Nos enamoramos muchas veces del mismo, muchas veces fuimos compartidas. Aprendí de Maite que una mujer que no tiene complejos sexuales tiene un arma poderosa. Aprendí de Maite que la vergüenza jamás sería nuestro territorio.


De Maite aprendí, leyendo novelas adolescentes buenísimas que tenían títulos como “Propiedad de”, o “Tuya jamás y por siempre” que estar enamorada era el mejor estado emocional y que cuando dejas de hacerlo es señal de que por fin ya te hiciste adulto (es de las últimas conversaciones que tuve con ella, por chat, en el estacionamiento del City Market). Le encantaban esas novelas, casi tanto como los “Sumarios del crimen”: también le aprendí que lo que la gente a veces llama “amor” tiene más que ver con compulsiones obsesivas y patológicas. Ja.

De Maite aprendí a estar en la vida con contundencia. Que es mejor estar loca que ser gris.

Aprendí, a mis 14, que la mediocridad era el único camino que no.

En la vida pocas veces se tiene la suerte de cruzarse con inteligencias como la de Maite y con un sentido del humor tan brillante, tan especial, tan ella. Una risa que siempre logró que nos sintiéramos invencibles. Una suerte que celebraré siempre.

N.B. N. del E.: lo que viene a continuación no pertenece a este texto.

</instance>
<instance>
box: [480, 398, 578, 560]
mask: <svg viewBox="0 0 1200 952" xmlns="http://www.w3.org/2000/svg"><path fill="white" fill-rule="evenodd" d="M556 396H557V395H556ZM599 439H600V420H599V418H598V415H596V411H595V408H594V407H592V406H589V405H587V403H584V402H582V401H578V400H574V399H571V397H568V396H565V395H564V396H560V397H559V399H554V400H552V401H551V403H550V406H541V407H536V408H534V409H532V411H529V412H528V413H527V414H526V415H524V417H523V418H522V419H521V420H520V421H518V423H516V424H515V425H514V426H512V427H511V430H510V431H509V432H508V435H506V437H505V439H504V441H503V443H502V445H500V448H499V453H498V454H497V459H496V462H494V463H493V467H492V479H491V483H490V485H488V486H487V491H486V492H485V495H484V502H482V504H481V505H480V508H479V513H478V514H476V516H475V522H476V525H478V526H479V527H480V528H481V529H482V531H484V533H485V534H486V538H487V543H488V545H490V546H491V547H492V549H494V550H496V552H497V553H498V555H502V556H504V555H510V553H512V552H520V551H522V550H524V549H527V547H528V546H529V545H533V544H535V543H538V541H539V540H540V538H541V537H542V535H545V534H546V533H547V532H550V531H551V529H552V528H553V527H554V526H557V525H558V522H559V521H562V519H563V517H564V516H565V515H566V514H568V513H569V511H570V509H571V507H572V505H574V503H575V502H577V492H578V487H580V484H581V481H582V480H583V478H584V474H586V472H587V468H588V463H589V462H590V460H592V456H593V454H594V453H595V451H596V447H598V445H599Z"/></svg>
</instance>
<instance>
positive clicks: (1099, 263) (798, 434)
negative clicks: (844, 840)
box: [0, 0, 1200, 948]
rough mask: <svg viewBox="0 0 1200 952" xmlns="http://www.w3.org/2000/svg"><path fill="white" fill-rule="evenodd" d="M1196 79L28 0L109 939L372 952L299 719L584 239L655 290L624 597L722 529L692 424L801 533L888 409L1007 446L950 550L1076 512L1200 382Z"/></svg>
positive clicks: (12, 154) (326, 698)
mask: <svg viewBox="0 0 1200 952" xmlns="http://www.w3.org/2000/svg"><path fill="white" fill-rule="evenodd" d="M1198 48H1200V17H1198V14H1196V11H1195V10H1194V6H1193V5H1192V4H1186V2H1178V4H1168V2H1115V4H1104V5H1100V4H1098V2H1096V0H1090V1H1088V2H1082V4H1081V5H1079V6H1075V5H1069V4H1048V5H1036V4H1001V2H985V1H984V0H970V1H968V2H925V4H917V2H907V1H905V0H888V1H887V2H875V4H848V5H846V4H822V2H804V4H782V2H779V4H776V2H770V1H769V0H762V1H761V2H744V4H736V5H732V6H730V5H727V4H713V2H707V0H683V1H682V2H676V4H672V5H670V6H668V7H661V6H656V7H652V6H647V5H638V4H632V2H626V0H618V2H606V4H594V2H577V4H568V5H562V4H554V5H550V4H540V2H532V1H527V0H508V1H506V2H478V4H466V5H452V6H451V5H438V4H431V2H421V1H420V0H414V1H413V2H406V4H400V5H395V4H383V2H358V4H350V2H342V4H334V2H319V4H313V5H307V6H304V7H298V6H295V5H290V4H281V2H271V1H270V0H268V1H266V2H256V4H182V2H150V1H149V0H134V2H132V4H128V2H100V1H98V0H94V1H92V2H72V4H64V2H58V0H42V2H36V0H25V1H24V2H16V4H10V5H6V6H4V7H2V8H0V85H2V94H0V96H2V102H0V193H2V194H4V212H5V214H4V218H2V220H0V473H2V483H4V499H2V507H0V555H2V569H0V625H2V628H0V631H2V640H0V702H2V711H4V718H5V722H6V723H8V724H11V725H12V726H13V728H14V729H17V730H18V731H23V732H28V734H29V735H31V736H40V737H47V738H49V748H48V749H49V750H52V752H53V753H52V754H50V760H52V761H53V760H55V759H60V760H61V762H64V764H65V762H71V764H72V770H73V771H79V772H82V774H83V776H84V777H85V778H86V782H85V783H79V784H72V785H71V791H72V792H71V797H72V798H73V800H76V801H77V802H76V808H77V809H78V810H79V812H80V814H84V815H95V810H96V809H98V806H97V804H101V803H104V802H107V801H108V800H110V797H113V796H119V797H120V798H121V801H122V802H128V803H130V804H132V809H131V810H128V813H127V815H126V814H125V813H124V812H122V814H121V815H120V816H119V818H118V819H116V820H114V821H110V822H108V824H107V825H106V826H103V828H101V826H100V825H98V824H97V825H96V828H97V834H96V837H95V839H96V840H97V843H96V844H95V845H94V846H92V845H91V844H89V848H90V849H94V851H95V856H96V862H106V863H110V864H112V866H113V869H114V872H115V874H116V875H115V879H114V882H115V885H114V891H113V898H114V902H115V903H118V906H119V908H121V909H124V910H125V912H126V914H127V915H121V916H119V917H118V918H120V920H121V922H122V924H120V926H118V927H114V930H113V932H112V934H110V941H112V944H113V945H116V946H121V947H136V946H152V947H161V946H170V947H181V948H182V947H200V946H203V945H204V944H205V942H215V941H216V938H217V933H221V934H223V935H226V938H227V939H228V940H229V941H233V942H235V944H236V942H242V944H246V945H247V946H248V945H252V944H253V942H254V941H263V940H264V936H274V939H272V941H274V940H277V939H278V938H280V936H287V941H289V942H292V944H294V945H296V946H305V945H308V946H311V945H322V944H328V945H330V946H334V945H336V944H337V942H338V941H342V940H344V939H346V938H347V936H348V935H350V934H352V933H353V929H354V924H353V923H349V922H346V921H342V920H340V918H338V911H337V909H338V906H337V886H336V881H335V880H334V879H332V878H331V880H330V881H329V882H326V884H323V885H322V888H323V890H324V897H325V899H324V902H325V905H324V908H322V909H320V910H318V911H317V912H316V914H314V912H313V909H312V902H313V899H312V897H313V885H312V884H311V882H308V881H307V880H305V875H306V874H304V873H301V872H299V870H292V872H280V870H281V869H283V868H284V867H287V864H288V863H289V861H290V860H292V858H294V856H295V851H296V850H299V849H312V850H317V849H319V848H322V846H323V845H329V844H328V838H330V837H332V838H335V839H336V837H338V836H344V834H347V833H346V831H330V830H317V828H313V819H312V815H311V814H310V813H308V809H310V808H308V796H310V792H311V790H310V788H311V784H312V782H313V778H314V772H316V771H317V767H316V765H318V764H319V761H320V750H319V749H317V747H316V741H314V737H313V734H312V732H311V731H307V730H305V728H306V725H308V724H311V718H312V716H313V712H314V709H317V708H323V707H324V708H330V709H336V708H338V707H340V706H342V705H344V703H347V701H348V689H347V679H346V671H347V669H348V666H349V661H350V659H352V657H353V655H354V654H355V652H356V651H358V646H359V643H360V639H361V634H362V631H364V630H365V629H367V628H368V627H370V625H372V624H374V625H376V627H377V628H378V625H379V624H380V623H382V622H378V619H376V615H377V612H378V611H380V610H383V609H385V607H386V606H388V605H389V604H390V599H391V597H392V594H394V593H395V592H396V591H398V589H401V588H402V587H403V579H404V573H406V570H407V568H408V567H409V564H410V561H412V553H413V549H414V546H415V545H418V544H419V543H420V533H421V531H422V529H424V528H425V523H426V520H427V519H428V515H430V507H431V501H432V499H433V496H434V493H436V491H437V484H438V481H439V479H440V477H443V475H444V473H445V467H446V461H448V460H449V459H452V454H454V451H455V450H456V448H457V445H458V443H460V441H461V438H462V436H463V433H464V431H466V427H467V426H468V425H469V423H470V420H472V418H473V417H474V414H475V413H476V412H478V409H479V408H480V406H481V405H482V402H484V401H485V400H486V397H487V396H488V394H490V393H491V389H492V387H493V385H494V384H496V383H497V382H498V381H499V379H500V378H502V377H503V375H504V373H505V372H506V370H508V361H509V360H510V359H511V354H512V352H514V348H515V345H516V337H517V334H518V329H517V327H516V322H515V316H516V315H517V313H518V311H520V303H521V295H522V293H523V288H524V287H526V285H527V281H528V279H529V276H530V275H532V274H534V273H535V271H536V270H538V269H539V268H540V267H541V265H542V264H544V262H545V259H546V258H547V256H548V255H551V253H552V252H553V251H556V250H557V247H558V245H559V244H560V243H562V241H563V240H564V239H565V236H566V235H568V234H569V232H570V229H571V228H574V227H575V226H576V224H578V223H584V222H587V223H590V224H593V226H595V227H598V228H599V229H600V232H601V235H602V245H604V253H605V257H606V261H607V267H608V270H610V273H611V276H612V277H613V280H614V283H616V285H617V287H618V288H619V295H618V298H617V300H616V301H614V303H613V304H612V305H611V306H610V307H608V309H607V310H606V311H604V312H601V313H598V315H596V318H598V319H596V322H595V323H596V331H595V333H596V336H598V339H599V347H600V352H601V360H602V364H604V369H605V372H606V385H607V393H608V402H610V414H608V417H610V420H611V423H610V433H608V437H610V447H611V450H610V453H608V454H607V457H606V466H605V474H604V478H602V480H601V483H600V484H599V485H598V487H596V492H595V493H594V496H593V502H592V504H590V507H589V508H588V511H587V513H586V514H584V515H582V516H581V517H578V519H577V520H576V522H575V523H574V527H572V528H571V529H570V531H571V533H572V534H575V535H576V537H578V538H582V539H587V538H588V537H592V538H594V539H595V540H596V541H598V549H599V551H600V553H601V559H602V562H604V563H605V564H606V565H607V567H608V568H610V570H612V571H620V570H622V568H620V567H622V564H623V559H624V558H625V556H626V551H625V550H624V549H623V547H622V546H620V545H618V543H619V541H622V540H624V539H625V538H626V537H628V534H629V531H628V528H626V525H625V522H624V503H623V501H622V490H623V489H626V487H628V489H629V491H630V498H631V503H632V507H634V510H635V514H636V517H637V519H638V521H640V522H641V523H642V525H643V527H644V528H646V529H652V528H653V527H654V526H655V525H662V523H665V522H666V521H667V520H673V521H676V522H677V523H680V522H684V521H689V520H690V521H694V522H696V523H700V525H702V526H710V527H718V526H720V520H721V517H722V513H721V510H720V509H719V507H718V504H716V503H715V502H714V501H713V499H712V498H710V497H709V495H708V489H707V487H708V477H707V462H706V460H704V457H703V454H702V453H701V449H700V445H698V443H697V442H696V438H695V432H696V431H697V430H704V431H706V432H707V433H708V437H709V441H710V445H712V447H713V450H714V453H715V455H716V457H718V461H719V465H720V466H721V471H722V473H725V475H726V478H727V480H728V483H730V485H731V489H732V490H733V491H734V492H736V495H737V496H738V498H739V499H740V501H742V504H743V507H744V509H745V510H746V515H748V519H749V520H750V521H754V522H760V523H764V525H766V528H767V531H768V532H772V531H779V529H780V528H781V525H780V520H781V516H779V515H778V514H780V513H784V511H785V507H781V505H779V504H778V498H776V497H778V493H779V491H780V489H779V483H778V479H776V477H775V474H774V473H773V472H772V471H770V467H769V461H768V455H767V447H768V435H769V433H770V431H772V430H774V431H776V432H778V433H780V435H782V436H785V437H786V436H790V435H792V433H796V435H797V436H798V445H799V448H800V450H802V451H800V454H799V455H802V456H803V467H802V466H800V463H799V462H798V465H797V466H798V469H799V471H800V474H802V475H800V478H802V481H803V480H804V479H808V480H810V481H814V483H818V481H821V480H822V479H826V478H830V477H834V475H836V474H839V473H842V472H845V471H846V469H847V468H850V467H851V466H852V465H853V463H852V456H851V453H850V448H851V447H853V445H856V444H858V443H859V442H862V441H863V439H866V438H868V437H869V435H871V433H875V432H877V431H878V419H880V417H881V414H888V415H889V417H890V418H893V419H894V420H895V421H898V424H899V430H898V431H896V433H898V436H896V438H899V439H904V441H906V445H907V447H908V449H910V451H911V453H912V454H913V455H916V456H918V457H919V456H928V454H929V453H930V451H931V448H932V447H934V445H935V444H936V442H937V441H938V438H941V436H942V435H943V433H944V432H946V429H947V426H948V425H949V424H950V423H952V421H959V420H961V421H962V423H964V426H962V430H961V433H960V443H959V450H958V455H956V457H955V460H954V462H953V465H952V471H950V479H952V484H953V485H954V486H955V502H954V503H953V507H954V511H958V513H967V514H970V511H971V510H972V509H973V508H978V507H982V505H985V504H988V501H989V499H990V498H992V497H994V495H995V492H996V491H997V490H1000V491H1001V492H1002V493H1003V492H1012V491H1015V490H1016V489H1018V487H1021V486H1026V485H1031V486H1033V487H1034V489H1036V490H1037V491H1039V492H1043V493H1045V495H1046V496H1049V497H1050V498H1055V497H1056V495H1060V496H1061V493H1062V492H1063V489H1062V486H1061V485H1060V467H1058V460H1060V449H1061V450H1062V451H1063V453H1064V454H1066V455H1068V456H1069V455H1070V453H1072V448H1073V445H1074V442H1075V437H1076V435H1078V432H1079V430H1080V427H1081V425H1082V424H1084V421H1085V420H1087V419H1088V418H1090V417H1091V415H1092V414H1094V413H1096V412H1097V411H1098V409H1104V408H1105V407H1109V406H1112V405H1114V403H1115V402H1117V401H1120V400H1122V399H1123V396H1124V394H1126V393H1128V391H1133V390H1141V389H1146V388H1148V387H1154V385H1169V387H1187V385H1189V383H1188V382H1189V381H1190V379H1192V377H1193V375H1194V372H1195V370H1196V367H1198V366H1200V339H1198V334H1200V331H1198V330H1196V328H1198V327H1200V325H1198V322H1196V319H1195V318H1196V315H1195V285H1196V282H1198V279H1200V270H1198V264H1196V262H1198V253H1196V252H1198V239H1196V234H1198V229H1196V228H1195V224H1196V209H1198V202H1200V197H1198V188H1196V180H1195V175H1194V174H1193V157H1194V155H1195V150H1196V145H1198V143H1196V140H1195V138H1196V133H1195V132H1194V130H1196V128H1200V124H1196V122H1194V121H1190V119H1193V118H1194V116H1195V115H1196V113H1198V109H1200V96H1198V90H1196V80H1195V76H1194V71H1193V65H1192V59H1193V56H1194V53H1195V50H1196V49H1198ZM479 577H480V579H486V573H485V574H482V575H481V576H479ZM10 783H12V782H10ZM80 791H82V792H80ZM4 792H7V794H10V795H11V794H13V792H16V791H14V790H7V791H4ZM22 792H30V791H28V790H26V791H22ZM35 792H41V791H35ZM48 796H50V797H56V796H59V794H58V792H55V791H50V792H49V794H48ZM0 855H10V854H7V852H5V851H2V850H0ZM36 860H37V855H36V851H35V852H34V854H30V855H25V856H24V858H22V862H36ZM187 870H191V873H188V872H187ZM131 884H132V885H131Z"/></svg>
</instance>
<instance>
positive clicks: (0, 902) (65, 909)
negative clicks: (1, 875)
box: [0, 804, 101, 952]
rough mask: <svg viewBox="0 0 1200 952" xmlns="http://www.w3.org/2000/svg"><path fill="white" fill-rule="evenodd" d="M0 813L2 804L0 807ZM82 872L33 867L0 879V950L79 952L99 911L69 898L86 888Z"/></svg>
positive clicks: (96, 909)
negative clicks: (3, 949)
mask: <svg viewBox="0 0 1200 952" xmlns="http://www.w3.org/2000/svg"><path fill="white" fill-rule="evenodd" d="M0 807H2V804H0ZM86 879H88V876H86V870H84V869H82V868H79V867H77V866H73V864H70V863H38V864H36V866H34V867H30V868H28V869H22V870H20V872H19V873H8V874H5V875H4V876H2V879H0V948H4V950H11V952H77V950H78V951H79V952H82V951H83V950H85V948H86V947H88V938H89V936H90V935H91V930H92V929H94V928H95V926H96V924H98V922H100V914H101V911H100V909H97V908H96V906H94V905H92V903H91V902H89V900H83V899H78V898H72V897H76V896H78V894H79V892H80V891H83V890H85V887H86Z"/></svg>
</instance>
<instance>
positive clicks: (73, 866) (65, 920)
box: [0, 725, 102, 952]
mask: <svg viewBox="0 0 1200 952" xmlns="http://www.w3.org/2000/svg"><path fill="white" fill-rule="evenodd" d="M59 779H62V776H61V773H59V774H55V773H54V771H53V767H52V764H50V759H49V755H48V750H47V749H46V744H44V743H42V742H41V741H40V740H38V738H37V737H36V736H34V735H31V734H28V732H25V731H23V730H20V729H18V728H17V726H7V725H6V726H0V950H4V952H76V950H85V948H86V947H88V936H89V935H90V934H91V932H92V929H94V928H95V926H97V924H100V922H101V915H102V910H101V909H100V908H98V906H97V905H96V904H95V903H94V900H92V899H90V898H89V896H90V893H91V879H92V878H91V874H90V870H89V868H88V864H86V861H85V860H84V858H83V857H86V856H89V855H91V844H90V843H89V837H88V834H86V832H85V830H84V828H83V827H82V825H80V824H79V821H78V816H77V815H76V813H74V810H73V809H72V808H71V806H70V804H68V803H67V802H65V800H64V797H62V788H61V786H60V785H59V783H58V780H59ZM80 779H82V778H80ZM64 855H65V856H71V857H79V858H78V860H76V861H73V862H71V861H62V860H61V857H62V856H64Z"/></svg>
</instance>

De Maite aprendí a responder preguntas difíciles y a tomar café y vodka. También con ella aprendí a fumar, a comprar condones y a ser una mamá divertida y una amiga infinita.

De Maite aprendí muchas cosas que hoy, a mis cincuenta años, son parte importante de mi entendimiento del “ser mujer”. A ella le debo esa sensación -que hay días que regresa- de los viernes, con mi falda escocesa en esa camioneta, en donde la vida empezaba y todo era posible.


Maite se fue un martes. Evidentemente sin avisar ni pedir permiso.

No me acuerdo qué mes fue, pero todavía tengo los cuadros que me traje de su casa sin colgar.

Hablo con ella seguido, cuando me pinto, cuando regreso a mi casa ya tarde manejando sola, cuando alguien dice una enorme estupidez o una tremenda cursilería (siempre se rio de las mías).

Le suelo contar cosas. Casi siempre termino riéndome. Estoy segura que me oye y se ríe a carcajadas, como siempre sin pena de nada.